Cereal bíblico

En un mundo donde el pez vela cruza los mares incorporando mercurio a su organismo, resulta reconfortante encontrar rincones que venden comida orgánica.

Cereal bíblico

Confiamos en ellos por la atractiva publicidad que los decora y el confiable aroma a cardamomo que despiden.

La verdad es que en materia de productos naturales al ciudadano moderno se le dificulta distinguir el original de la copia. Una naranja pigmentada puede ser más auténtica que una reluciente naranja industrial. Carecemos de instinto para reconocer lo que no fue mancillado por fertilizantes. Para ello necesitamos etiquetas. Ante la posibilidad de comer galletas radiactivas (o que engorden mucho), revisamos empaques con erudita minucia. El género literario más leído de nuestro tiempo son los “valores nutricionales” de un producto.

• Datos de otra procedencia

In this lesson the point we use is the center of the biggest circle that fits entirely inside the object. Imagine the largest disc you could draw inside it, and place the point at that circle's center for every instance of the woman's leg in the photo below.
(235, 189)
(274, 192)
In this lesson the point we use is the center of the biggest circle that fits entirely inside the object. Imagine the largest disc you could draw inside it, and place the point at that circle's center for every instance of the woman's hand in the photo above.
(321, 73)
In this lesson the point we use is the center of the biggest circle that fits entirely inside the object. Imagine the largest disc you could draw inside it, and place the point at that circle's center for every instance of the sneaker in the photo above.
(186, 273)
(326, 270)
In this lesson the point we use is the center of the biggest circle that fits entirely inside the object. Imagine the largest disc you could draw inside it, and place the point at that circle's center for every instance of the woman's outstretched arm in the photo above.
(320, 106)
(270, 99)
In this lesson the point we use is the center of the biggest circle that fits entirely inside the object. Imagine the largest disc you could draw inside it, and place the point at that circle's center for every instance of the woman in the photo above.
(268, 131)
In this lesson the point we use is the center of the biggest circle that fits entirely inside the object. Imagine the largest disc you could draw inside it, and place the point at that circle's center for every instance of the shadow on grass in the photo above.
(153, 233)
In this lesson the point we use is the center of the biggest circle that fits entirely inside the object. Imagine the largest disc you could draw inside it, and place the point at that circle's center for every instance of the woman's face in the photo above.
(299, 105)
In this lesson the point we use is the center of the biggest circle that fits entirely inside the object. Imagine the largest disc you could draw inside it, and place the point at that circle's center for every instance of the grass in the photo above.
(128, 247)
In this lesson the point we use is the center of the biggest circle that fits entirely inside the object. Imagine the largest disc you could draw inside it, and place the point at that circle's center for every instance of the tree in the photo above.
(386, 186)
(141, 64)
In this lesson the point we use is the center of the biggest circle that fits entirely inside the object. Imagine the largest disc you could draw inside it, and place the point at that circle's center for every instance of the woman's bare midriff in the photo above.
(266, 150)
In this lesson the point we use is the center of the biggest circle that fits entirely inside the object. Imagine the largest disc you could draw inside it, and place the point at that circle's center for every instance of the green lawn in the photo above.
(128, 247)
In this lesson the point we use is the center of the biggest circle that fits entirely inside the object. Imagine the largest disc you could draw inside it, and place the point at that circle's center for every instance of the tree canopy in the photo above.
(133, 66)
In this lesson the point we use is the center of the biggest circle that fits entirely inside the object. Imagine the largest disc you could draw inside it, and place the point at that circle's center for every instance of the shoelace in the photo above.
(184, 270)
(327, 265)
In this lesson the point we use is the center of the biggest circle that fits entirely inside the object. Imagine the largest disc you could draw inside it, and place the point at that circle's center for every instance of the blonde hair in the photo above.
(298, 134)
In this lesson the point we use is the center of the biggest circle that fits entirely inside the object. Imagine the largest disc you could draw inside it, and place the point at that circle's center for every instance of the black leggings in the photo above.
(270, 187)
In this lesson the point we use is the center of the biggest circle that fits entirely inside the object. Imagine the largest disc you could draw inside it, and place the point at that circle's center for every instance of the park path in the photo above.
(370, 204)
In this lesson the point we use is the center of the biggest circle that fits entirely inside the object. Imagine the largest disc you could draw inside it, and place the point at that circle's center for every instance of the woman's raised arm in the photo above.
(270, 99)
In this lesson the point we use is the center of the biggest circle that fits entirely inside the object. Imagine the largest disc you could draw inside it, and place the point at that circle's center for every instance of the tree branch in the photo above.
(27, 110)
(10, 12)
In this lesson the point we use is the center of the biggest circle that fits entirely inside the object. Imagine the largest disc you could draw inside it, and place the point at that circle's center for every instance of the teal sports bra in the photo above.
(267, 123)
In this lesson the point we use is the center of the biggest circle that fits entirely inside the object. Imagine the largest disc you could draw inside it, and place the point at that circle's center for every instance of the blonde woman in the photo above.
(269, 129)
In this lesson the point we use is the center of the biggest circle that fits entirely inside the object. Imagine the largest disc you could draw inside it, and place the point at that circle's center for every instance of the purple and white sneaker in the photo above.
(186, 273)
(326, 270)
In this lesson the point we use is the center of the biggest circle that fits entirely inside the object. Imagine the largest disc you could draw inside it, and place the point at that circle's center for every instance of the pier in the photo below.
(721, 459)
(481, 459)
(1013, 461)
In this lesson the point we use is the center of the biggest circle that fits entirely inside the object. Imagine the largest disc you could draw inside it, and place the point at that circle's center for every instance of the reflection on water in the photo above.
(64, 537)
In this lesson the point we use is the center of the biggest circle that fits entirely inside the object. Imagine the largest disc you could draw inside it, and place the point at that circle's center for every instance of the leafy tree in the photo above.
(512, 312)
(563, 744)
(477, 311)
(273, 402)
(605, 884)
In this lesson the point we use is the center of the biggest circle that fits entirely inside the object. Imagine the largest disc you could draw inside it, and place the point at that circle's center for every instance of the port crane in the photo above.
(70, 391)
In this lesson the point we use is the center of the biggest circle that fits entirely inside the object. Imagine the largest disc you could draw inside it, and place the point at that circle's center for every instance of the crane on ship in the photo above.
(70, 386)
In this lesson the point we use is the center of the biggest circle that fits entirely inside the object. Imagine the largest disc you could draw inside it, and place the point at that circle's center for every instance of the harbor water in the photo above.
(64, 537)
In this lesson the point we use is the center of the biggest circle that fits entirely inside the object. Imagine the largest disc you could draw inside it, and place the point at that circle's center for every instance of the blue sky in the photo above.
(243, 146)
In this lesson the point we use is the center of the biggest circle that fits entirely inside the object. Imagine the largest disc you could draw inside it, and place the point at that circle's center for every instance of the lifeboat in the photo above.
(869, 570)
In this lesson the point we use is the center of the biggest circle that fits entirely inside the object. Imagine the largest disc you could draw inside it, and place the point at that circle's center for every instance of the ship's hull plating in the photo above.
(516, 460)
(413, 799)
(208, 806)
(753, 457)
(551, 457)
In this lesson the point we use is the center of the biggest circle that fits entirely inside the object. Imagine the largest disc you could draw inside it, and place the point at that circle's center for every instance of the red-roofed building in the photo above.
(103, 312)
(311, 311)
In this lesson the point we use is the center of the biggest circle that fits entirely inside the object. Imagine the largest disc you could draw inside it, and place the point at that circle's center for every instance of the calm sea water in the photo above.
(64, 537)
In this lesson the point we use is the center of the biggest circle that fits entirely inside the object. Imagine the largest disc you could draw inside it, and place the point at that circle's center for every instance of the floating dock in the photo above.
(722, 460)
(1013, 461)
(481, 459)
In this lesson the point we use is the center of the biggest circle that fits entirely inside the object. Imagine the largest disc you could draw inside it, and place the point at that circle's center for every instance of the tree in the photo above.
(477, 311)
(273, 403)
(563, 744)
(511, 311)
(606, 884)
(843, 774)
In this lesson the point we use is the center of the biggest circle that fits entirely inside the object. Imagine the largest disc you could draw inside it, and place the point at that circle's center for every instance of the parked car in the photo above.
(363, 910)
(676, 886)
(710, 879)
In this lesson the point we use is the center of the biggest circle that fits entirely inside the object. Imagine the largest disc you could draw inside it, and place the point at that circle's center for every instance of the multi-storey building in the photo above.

Convencidos de su poder de seducción, los artesanos naturistas han pasado de la salud física a la espiritual. Ya circulan cereales hechos en Estados Unidos que no sólo prometen ser sabrosos y muy digestivos, sino conducir a otro nivel de la conciencia.

Mi primer contacto con la alimentación espiritualizada fue el Peace Cereal, producto 96% orgánico que destina el 10% de sus ganancias “a la paz”. La promesa suena un poco abstracta (como decir: “el 10% de mis regalías son para la dicha”); sin embargo, la caja informa que el dinero es enviado al yogui Bhajan, cuyo equipo de meditación otorga premios y becas por la paz.

Quien mastica esas crujientes hojuelas no sólo se siente sano: es bueno. La propaganda genera una sensación de filantropía (o al menos de 10% de filantropía, que ya es bastante en este mundo desigual).

A mi plato ha llegado otro cereal: Ezekiel 4:9. En este caso, los valores nutricionales vienen de la Biblia: “Toma también trigo, cebada, habas, lentejas, mijo, avena y ponlo en una misma vasija”. El libro de Ezequiel propone esta comida para las penitencias de quien desee expiar la iniquidad. No se trata de un lujo, sino de proteínas para los días duros.

Sin embargo, el calvario de ayer puede ser la gloria de hoy. Quien desayuna con bíblico afán se siente purificado. Para enfrentar los motores de la nueva Jerusalén, la Escritura —es decir, la etiqueta— recomienda consumir copos sagrados.